Avvocato scomparso, ricerche sospese

Nessuna traccia di Ferrante, pescarese, sparito di casa il 10 marzo. Gli investigatori: nessun elemento per continuare
PESCARA. A 24 giorni dalla scomparsa, sono state sospese le ricerche di Franz Ferrante, il 49enne avvocato pescarese sparito di casa dal 10 marzo scorso.
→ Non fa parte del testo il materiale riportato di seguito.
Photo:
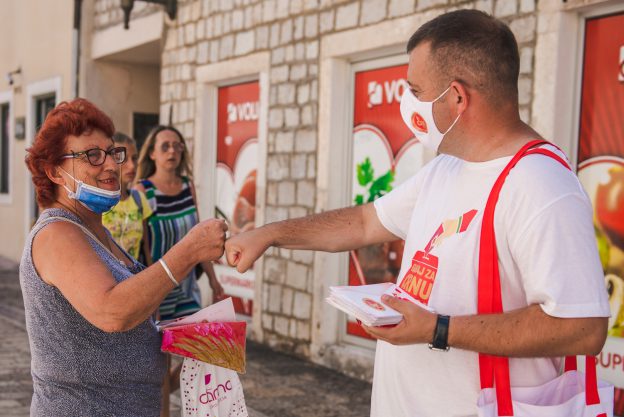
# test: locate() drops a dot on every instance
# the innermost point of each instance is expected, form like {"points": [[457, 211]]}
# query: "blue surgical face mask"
{"points": [[95, 199]]}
Le ultime tracce dell’uomo sono state lasciate su una vettura Nissan grigia abbandonata in contrada Pianapù di Serramonacesca, a 35 chilometri da Pescara e a venti minuti di cammino dall’eremo di Sant’Onofrio.
Ieri è stato smantellato il posto di comando avanzato dei vigili del fuoco che era stato allestito davanti al municipio di Serramonacesca, paese guidato dal sindaco Franco Marinelli, all’indomani (lunedì 11 marzo) della sparizione dell’uomo, appassionato di escursionismo e di discipline contemplative che lo portavano spesso a restare per più giorni fuori casa (ma non così tanti come ora ) e a isolarsi.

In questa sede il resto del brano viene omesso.